「豊かさ」と聞いて、何を思い浮かべますか。
お金、家、持ちもの——目に見える豊かさは、たしかにわかりやすい。
でも、ある程度そろっているはずなのに、なぜか満たされない。そんな感覚を抱えている方は、少なくないように思います。
満たされなさの正体は、「好き」の迷子
豊かさには、二種類あります。
お金や物という目に見える豊かさと、心の豊かさという目に見えないもの。
そして心の豊かさの土台になるのが、「自分をあらわすのに必要なものは何か」という視点です。
わたしたちは皆、名前を持っているのと同じように、それぞれの感性を持っています。
何を美しいと感じるか。何をおいしいと感じるか。何を心地よいと感じるか。
その「好き」が迷子になっているとき、人はどれだけ持っていても満たされにくいのです。
「好き」の棚卸しをしてみる
自分の「好き」を確かめるのに、難しい方法はいりません。
- - 着ていて心地よい服はどれか
- - 聴いていて気持ちのよい音楽は何か
- - 「やっぱりこれが好き」と思う瞬間はいつか
ひとつひとつ確かめていくと、「これがわたしなんだ」と思える輪郭が見えてきます。
それは新しく手に入れるものではなく、もともとあなたの中にずっとあったもの。時を経て、再確認するだけでいいのです。
「これがわたし」と思えた瞬間、心は静かに喜びます。
その喜びこそが、心の豊かさを測る目盛りです。
考える必要のないことに、心を使わない
逆に、心の豊かさをすり減らすものもあります。
あの人は敵か味方か。周囲は自分をどう見ているか。
——実はこれらは、考える必要のないことです。
視点をどこに置くかで、ものごとの見え方は変わり、出会うものも変わります。
考えても答えの出ない他人の頭の中より、自分の「好き」を見つけることに、心を使ってあげてください。
好きな人、好きな仕事、本当に好きなものごと。
好きな対象が見つかるほど、楽しさが増し、自然と行動する力もわいてきます。
役割を脱いだら、皆「個」
社会に出れば役職や立場があり、家庭に帰れば父や母の顔があります。
でも、その役割を全部脱いだら、残るのは「個」としてのあなたです。
役割に寄りかからずに立てるもの——それが「好き」や「心地よい」でできた、あなたという個なのだと思います。
個を見つめることは、わがままではありません。
個を大切にすることで、心の豊かさは静かに育っていきます。
太陽の色をまとう、イエローダイヤモンド
このお話とともにご紹介したいのが、イエローダイヤモンドです。
太陽のような輝きを放つ黄色は、古くから「富」と「豊かさ」を象徴する色とされてきました。

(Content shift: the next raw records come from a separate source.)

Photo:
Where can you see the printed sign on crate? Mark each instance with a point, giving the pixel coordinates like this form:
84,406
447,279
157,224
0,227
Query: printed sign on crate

その輝きを「自分の好きを大切にする」というお守りとして、手元に置いてみてください。
ふと目に入るたび、「わたしの心は、いま喜んでいるかな」と確かめる合図になります。
豊かさの育て方は、ひとつではない
心の豊かさは、誰かと比べるものでも、急いで完成させるものでもありません。
今日ひとつ、「好き」を見つける。明日もうひとつ、確かめる。
その積み重ねの先に、あなただけの豊かさが育っていきます。
生きていれば、豊かさへの道は無限にあります。
まずはあなたの「好き」をひとつ、大切にするところから始めてみませんか。